Children Missing in Amazon Jungle Found Alive After 40 Days
After 40 days in the Colombian rainforest, all four children who had been missing since the plane they were traveling in crashed on May 1 have been found alive, according to Colombia’s president.
“They achieved an example of total survival that will go down in history,” President Gustavo Petro said at a news conference on Friday night.
When rescuers reached the site of the plane’s wreckage last month, the bodies of the three adults on board were found, but there was no sign of the four children known to have been on the plane.
In a case that captivated the nation, local Indigenous communities from the remote region, along with the Colombian military, began scouring the jungle for the children, aged 13, 9, 4 and 1.
The children are “weak” and are receiving medical attention, Mr. Petro said.
The children were initially treated by combat medics from the special operations forces that had been deployed in the search, and later transferred to the military base in the city of San José del Guaviare, where they were in stable condition, the Defense Ministry said in a statement.
Early Saturday morning, some of the children were photographed being carried on stretchers off a plane that had landed at a military airport in Bogotá, the capital. The domestic news media reported that all four were later taken to a military hospital for treatment.
“We want to share the happiness of all the Colombian people with this true miracle that we have known tonight,” the defense minister, Iván Velásquez, said in a video posted to social media.
It was unclear as of Saturday morning who found the children or how they managed to survive for so long in a thick jungle that is prone to heavy rains and contains jaguars and poisonous snakes.

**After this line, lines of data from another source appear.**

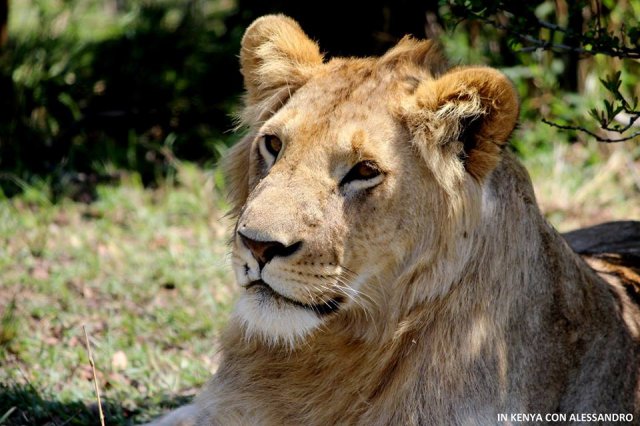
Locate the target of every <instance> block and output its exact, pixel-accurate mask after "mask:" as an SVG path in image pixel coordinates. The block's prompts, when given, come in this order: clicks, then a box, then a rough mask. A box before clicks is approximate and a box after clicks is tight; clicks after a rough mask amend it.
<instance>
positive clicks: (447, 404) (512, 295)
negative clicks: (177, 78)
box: [167, 16, 640, 425]
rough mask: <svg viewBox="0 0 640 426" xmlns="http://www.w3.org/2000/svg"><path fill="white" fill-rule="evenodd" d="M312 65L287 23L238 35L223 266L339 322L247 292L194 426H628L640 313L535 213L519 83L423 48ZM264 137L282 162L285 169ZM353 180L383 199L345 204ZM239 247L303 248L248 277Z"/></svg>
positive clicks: (271, 16) (348, 198) (416, 47)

“It’s a real miracle. It’s going to be news for years to come,” said Pedro Arenas, a human-rights activist in San José del Guaviare. “After 40 days, it is quite incredible news. So there is a lot of joy, there is really happiness.”
The children, members of the Huitoto Indigenous community, had been traveling with their mother and an Indigenous leader from the tiny Amazon community of Araracuara, Colombia, to San José del Guaviare, a small city in central Colombia along the Guaviare River. The pilot reported engine failure and declared an emergency before the plane disappeared from radar around 7:30 a.m. on May 1.
The Colombian air force and other branches of the military soon deployed search-and-rescue planes and helicopters, as well as land and river teams. Indigenous communities in the region joined the effort.
Using a speaker that produces sound loud enough to be heard within a roughly mile-wide radius, they played a recording made by the children’s grandmother in Huitoto, their native language, telling the children to stay in one place and that people were looking for them.
Conflicting details about the case have confused and angered many Colombians. On May 17, Mr. Petro announced on Twitter that the children had been found alive. But the next day, he retracted the good news, saying that the nation’s child-welfare agency, the Colombian Institute of Family Welfare, had received incorrect information.
Over the past few weeks, the authorities said they had reason to believe that the children were still alive, pointing to footprints, diapers and shoes found in the search.
“They fended for themselves. It is their knowledge from the Indigenous families, their knowledge on how to live in the jungle, that has saved them,” said Mr. Petro at the news conference. “They are children of the jungle. And now they are children of Colombia.”
Federico Rios and Mike Ives contributed reporting.